There is no-one in this decision-making process to take the part of the unborn child. In fact, the advice provided by the officials says that there is no need to include principals in the right to life because the need does not arise; that no power of attorney is exercised over a child; nor does the guardianship tribunal have powers to exercise intervention on behalf of an unborn child.

There are circumstances here that we, as members of the opposition, are concerned about. We will be watching very carefully the administration of these provisions to ensure that they are appropriately applied. As this legislation is rolled out and is informed by day-to-day practice, we will keep that in mind with the possibility of considering amendments to these provisions.

We understand that the guardianship tribunal provides some safeguards, but it will not necessarily provide enough safeguards in an emergency—for instance, when a pregnant woman is involved in an accident and a decision has to be made, possibly rapidly, or there may be an imperative to make a decision rapidly. There are some concerns here which I flag—not for amendment or excision—as matters that, as legislators, we should be vigilant on in this particular matter.
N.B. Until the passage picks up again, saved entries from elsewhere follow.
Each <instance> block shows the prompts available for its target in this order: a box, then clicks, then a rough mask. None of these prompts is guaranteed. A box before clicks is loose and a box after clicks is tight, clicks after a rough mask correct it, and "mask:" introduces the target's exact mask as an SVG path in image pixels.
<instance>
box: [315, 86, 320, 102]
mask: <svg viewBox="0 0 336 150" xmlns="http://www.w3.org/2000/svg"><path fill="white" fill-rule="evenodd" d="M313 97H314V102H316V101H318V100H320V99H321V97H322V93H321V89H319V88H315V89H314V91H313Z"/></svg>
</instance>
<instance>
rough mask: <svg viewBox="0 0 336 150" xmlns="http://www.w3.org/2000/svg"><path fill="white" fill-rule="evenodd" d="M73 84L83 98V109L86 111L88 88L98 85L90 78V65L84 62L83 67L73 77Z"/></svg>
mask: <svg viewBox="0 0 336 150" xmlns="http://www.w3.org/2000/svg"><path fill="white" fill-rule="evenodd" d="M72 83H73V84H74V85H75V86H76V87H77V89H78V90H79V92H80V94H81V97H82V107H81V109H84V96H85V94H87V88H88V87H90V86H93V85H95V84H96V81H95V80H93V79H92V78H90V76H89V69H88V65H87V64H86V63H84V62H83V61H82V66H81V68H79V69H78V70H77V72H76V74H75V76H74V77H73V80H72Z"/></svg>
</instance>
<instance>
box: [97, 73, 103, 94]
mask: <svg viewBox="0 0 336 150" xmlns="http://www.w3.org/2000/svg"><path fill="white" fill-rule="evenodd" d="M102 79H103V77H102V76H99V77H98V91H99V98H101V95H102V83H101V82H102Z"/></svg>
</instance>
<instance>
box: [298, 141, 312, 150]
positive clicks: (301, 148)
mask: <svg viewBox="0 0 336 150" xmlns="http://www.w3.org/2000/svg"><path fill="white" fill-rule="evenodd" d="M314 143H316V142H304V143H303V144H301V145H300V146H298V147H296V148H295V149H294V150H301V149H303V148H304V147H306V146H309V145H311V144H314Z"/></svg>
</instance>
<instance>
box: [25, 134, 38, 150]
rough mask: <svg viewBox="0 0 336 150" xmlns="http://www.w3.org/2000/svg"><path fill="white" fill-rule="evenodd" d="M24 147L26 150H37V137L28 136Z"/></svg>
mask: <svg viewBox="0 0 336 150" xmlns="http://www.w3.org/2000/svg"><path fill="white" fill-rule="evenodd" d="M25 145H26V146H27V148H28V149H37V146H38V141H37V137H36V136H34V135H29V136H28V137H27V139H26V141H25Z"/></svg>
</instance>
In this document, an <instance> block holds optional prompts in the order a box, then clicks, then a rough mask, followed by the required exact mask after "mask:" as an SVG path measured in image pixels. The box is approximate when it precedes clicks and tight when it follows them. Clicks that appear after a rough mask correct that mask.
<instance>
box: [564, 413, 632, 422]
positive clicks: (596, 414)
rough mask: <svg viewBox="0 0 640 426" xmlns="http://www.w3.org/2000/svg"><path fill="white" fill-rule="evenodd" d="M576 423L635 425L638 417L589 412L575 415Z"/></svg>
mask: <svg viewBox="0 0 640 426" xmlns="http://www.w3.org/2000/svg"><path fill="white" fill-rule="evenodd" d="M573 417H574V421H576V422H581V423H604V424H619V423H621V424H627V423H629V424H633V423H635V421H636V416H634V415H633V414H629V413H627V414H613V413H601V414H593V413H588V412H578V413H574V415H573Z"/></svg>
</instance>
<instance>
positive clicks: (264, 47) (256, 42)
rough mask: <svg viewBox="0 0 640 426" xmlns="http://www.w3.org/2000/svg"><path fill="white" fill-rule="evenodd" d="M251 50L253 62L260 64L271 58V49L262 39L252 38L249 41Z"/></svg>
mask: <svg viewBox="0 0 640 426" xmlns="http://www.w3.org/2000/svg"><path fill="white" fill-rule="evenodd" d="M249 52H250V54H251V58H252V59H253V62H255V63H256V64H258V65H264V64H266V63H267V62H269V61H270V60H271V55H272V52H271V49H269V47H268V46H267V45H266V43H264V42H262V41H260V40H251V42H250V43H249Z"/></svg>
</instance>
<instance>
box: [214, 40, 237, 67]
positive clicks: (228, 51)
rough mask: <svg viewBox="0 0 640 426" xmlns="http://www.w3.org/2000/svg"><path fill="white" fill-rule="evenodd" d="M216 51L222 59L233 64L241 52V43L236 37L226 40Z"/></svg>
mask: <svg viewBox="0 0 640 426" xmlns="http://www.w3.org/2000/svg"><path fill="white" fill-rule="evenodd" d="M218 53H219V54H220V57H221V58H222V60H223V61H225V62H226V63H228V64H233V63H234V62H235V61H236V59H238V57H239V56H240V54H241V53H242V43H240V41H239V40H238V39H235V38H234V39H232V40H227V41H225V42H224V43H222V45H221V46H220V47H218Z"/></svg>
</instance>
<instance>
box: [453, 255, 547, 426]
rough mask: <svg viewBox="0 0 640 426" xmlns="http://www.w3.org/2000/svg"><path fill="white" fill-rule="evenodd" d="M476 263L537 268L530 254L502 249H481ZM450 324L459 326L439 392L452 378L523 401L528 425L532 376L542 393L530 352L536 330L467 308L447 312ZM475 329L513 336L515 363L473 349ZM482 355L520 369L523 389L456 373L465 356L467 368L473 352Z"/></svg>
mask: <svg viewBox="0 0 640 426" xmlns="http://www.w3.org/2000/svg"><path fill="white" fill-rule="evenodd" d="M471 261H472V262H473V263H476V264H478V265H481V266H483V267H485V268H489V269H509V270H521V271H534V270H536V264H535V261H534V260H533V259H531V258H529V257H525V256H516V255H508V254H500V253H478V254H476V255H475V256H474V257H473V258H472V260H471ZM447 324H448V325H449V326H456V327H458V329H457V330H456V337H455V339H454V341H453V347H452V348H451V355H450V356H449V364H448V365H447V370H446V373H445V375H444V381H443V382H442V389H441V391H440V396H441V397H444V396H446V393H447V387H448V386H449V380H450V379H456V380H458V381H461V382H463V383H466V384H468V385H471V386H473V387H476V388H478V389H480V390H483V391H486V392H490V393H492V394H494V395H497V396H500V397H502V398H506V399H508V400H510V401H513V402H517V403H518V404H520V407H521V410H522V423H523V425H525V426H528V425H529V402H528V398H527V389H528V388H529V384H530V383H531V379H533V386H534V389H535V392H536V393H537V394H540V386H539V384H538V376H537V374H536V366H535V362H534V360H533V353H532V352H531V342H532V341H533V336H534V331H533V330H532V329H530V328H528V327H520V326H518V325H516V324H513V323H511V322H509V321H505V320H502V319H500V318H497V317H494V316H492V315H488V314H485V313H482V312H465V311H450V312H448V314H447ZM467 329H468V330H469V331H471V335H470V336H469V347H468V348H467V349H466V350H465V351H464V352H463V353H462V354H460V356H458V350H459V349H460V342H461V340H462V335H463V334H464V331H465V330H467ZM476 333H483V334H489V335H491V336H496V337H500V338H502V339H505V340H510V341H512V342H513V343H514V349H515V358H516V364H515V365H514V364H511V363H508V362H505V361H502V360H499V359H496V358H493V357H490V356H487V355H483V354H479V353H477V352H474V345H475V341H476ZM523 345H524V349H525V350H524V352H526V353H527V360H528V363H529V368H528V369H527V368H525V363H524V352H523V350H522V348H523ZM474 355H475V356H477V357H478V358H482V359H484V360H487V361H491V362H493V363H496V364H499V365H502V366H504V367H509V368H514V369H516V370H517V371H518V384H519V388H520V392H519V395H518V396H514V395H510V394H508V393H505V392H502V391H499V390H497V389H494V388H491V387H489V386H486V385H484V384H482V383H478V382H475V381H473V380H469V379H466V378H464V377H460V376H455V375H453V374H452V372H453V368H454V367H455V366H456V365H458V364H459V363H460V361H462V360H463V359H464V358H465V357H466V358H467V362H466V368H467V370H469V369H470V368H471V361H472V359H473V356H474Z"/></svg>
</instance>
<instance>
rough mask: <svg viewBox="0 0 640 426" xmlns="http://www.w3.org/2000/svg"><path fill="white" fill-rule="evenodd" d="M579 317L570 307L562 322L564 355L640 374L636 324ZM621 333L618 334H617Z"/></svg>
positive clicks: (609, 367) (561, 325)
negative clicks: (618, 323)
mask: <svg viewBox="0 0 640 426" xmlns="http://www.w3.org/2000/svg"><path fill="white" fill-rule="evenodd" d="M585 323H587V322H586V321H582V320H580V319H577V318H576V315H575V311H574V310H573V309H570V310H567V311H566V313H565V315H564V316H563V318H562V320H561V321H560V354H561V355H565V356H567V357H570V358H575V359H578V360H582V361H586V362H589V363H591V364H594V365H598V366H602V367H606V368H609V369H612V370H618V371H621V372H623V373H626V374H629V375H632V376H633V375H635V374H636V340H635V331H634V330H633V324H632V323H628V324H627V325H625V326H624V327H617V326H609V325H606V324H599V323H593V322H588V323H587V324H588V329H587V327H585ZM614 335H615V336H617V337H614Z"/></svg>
I echo the call of Dr Foskey to ensure that there is very active involvement of the key players in the formulation of the documentation that makes this legislation work. I agree with Dr Foskey that I think we are falling out of one habit. When we introduce a piece of legislation that has complex documentation underpinning it, it would be better for the legislators to see it. We can then have a discussion about the whole raft of instruments that hang off it. They are integral to the effective operation of this legislation, and we will be coming at it in dribs and drabs. I echo Dr Foskey’s call for the Assembly to be able to revisit the documentation by way of leaving open the possibility of disallowance if members of the community are not satisfied with the documentation.

I think that, for the most part, it is a good step forward. But it is one that needs to be closely monitored by all of the community and us particularly, as legislators, to ensure that it does what it is supposed to do and does not unduly infringe upon people’s rights. I suppose it is a cautious endorsement of the bill, and a call for the minister and all of us to be vigilant about its application.

MR CORBELL (Molonglo—Attorney-General, Minister for Police and Emergency Services and Minister for Planning) (11.04), in reply: I thank members for their support. I would like to address a couple of items in closing the in-principle stage of the debate.